[nicl] RFR: Undefined struct and void*

Tue May 29 04:55:58 UTC 2018

On May 24, 2018, at 5:12 AM, Maurizio Cimadamore <maurizio.cimadamore at oracle.com> wrote:
> 
> In terms of the new implementation in the foreign branch - these pointers do not have any LayoutType associated with them - so they're much more similar to void* than the C syntax would suggest. I agree that many C API do use this style in what Sundar calls poor-man OO style (:-)), and that having a 'real' interfaace name improves readability somewhat - but I also think that _not_ using real interface names seems a more honest approach which more accurately reflects what's under the hood.

We have to reflect the semantics of the source language (C in this case)
as well as "what's under the hood".  The "poor man OO" style amounts to
using forward-declared struct types as named abstract types.  In the C
programming experience, "struct S1*" and "struct S2*" are distinct types
which cannot be converted to either other silently, and they are used
as place-holders for struct types which may be hidden inside the library,
or even types which are never defined.  In the latter case, the library
casts the machine word of a "struct S1" to some other type.  In either
case, the forward-declared type functions as an existential type, whose
contract is "keep this type distinct from other types, even though I won't
tell you what it contains".

Throwing away type information by flattening to void* is not in the
Panama philosophy, which seeks to retain as much as possible of
the experience of the foreign type system when translating to the
Java carrier types.  We can choose to do this as a conscious trade-off,
as in the case where we were weighing a parameter-free "Pointer"
type against a richer "Pointer<T>" type, but in general we have to
try hard to find a way to represent distinctions from the source language
in the extracted Java APIs.  If we can't represent them in the Java
static type system, we must at least record them in the runtime
metadata, so we can perform runtime checks.

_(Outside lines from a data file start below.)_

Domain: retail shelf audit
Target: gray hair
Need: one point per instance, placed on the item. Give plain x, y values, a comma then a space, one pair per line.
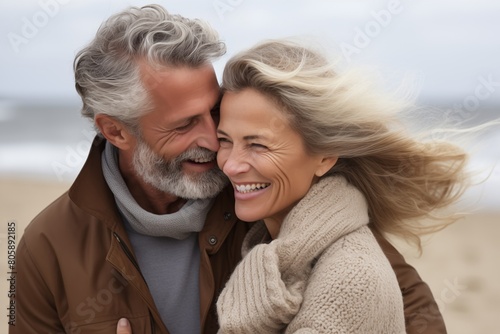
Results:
107, 70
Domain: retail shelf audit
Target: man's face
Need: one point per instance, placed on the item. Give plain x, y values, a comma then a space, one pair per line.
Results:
176, 148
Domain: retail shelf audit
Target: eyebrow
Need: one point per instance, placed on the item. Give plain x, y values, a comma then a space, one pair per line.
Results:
249, 137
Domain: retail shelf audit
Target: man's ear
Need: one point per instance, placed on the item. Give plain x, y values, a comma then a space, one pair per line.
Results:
114, 131
325, 165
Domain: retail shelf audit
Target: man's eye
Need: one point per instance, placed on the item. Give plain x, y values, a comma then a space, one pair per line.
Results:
215, 113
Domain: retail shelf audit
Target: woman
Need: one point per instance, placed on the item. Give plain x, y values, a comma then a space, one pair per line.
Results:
318, 158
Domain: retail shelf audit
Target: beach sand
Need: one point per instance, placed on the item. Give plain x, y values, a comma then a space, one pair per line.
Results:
461, 264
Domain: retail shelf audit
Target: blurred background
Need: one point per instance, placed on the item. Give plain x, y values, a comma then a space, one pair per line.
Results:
448, 50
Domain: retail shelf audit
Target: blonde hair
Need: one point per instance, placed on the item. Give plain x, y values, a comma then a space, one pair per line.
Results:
404, 179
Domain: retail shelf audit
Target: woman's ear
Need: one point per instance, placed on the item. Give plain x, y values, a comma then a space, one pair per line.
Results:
114, 131
325, 165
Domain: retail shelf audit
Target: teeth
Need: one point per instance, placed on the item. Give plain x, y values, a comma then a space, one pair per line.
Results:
251, 187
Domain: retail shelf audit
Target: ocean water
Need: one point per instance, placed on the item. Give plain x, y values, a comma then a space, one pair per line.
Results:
50, 141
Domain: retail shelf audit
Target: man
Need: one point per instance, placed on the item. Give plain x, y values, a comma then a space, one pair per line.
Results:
147, 231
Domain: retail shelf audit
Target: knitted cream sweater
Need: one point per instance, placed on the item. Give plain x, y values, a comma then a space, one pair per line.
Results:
324, 273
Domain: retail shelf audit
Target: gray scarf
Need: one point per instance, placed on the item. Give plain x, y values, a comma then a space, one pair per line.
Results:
178, 225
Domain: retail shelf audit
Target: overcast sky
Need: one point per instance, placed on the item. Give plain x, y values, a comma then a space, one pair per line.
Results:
450, 47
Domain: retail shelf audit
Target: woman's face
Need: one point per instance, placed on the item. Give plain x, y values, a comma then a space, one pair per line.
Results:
264, 157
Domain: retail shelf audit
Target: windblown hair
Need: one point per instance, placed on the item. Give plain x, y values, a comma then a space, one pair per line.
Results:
107, 70
404, 179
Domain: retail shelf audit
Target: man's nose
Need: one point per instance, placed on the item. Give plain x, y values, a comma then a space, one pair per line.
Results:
236, 163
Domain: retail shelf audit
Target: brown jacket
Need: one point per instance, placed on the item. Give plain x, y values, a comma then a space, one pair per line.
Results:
77, 273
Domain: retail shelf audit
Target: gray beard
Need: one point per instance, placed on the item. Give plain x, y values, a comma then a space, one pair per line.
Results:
168, 176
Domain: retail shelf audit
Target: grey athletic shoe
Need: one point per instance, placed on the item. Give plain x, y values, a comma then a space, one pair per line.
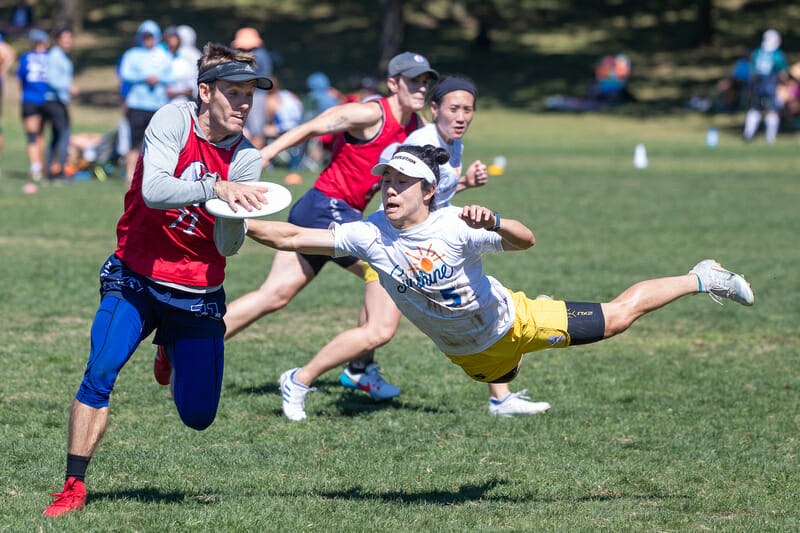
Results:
516, 404
293, 396
720, 283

An empty Java interface (as Henry proposes) is the probably best way
to choose a carrier type to represent such an existential type in C.
It supports both static and dynamic checks in the Java APIs.
Erasing the static type of "struct S1*" to "Pointer<Void>" probably
also entails dropping the runtime distinction between "void" and
"S1", which removes from Java API an important aspect of type
safety that was designed into the C API.

Since C allows the type to be declared multiple times in separate
header files, it is necessary for jextract to issue multiple empty
interfaces, one per jextract task (which may collect the contents
of several headers).  The runtime has to record the fact that all
of those empty interfaces carry the same foreign type.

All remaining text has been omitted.